Problem 5: Matrix Multiplication (hw5pr5.py) [15 extra points; individual or pair] Practice with array manipulation (Difficulty: Medium)

Homework 5, Problem 5: Gaussian Elimination [15 extra points; individual or pair]

Submission: Submit your hw5pr5.py file to the submission server

In this problem you will write a series of functions which, taken together, will implement a linear-equation solver based on a technique called Gaussian Elimination. Gaussian elimination is another name for the process of using row operations in order to bring a matrix to reduced-row-echelon form.

It turns out that this is simply a natural end result from writing a few short functions -- the row operations -- that alter 2d arrays.

Your main function, gauss(), should contain an array named A. Upon startup, the array A should have the following 3x4 default value:

A = [ [2.0,4.0,5.0,34.0], [2.0,7.0,4.0,36.0], [3.0,5.0,4.0,35.0] ]

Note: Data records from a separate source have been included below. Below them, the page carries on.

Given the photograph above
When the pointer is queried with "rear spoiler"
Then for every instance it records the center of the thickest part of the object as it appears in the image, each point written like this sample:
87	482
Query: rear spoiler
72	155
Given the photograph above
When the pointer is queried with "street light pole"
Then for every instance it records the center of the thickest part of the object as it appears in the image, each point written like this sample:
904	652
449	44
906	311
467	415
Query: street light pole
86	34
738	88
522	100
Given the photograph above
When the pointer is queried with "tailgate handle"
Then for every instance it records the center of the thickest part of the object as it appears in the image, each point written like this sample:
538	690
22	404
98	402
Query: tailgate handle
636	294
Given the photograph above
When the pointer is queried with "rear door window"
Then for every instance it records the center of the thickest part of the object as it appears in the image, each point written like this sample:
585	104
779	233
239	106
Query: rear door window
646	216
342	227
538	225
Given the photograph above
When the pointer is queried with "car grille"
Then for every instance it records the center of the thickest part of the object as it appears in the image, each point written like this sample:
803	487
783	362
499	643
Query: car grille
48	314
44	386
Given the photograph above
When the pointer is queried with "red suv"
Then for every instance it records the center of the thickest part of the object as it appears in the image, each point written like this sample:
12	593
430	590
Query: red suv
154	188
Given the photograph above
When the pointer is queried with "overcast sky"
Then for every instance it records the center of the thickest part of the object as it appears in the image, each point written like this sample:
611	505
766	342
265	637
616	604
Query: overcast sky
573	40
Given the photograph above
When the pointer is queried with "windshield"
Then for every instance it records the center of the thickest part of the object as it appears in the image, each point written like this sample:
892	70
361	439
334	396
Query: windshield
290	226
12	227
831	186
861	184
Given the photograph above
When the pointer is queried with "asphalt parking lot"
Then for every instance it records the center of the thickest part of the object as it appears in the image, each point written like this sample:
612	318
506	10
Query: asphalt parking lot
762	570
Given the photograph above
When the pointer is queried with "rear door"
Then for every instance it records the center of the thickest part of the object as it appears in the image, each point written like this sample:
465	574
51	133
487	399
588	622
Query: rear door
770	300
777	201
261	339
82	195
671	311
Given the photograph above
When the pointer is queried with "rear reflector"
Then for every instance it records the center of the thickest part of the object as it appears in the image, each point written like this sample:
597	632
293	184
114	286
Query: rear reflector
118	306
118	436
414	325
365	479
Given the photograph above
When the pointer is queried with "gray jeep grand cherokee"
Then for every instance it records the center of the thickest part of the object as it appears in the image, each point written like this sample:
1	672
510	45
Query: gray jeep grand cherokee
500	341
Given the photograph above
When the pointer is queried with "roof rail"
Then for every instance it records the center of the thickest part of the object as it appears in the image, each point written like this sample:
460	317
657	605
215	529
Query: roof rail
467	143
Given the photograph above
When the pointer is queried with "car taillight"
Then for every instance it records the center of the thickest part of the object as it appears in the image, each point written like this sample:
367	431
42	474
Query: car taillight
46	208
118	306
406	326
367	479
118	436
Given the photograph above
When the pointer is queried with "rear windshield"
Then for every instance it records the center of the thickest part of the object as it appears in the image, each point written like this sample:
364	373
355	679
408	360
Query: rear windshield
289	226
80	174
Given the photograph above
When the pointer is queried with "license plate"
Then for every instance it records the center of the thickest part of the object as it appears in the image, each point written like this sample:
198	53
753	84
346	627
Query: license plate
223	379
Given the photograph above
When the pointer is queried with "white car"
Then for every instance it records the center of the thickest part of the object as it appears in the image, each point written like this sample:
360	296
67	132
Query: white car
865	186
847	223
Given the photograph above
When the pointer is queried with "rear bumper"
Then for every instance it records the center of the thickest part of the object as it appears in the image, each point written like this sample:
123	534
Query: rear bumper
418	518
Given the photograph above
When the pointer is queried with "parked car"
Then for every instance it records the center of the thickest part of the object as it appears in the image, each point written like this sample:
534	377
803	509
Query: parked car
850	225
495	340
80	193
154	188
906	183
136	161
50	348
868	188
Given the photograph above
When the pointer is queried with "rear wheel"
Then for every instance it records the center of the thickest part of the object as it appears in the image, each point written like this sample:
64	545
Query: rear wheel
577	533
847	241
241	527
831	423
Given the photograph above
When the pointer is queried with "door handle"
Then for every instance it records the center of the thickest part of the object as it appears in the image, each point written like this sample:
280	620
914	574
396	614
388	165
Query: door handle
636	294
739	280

Please use this default value -- it will be convenient for testing. In addition, one of the menu options will allow the user to change this matrix.

Then, the program should offer the user the following menu:

(1) Enter the size and values of an array (2) Print the array (3) Multiply an array row by a constant (4) Add one row into another (5) Add a multiple of one row to another (6) Solve! (7) Invert! [This is extra...]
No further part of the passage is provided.